The 20-year-old, who lived at home with his parents and was described as a recluse by neighbors, was a prolific tweeter through accounts with various permutations of the name @auswitness. Goldberg was so successful at his game that he was even retweeted by one of the pro-ISIS gunmen who attacked a “Draw Muhammad” event in Garland, Texas, last May, according to the FBI.
Goldberg had several Twitter personae, which he used to start various flamewars on various topics. For example, the @AusWitness variant accounts were for his “Islamic fanatic” persona. He used @xTanyaCohenx to post crazy ultra-feminist stuff, which I remember seeing earlier this year and assuming was real. And @MoonMetropolis seemed to be his main alt, which he used to point at his other personae and say, “Can you believe this stuff, folks?” Those are the only three I’ve heard about so far, but I’m assuming he had more of them. He did the same thing all over the Internet. Hell, he had at least a dozen different Reddit accounts to push various hot-hot-hot buttons. He’s been described as a “one-man flamewar.”

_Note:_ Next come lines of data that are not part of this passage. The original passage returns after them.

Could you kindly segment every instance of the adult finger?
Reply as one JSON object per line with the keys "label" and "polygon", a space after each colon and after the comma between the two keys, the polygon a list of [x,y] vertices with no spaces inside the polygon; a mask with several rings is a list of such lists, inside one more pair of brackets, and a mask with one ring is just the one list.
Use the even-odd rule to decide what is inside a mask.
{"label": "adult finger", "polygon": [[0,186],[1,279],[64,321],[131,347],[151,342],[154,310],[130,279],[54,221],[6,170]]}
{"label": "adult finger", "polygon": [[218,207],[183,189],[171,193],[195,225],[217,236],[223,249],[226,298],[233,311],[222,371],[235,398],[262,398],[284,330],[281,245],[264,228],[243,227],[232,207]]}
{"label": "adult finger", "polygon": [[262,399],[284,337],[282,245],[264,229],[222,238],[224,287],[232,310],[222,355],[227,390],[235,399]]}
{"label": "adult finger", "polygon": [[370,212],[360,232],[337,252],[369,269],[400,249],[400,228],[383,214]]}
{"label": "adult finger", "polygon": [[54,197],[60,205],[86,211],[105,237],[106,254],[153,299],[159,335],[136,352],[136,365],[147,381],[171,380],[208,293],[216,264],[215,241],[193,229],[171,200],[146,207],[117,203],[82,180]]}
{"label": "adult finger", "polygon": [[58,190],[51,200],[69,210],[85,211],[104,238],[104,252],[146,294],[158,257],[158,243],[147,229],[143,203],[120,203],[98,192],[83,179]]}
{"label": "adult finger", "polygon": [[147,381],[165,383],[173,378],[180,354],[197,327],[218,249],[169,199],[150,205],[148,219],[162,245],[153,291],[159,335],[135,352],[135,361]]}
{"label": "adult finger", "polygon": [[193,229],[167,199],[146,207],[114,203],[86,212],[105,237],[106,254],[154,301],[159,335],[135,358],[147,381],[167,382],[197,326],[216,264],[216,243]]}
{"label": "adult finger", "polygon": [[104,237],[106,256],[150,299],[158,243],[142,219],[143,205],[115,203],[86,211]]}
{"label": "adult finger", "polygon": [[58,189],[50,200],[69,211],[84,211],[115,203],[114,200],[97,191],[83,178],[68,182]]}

In other words, Joshua Goldberg is basically me, if I had even more free time and even fewer worthwhile things to do with it. And if I plotted a terrorist attack. But I’m way too tired and lazy for all that. Besides, if I can be said to have a good color, it sure as hell ain’t orange.
From what Goldberg told the FBI, he genuinely believed he was providing valuable information to a radical Islamist who was planning an actual terror attack. I guess he was escalating? Getting people riled up on the Internet wasn’t enough anymore, so he decided to cause some real problems? He couldn’t distinguish between the online world and the real world anymore, assuming he ever recognized any difference in the first place?
I don’t know. I’m having a hard time putting myself into the head of somebody who was only 6 years old on 9/11/01, who has never lived in a world without the Internet, and who seems to think that hurting innocent people is some sort of game.
One thing’s for sure, though: Nobody online is as anonymous as they think they are. What goes around comes around. And you can take that from your old, old pal, Sean Medlock.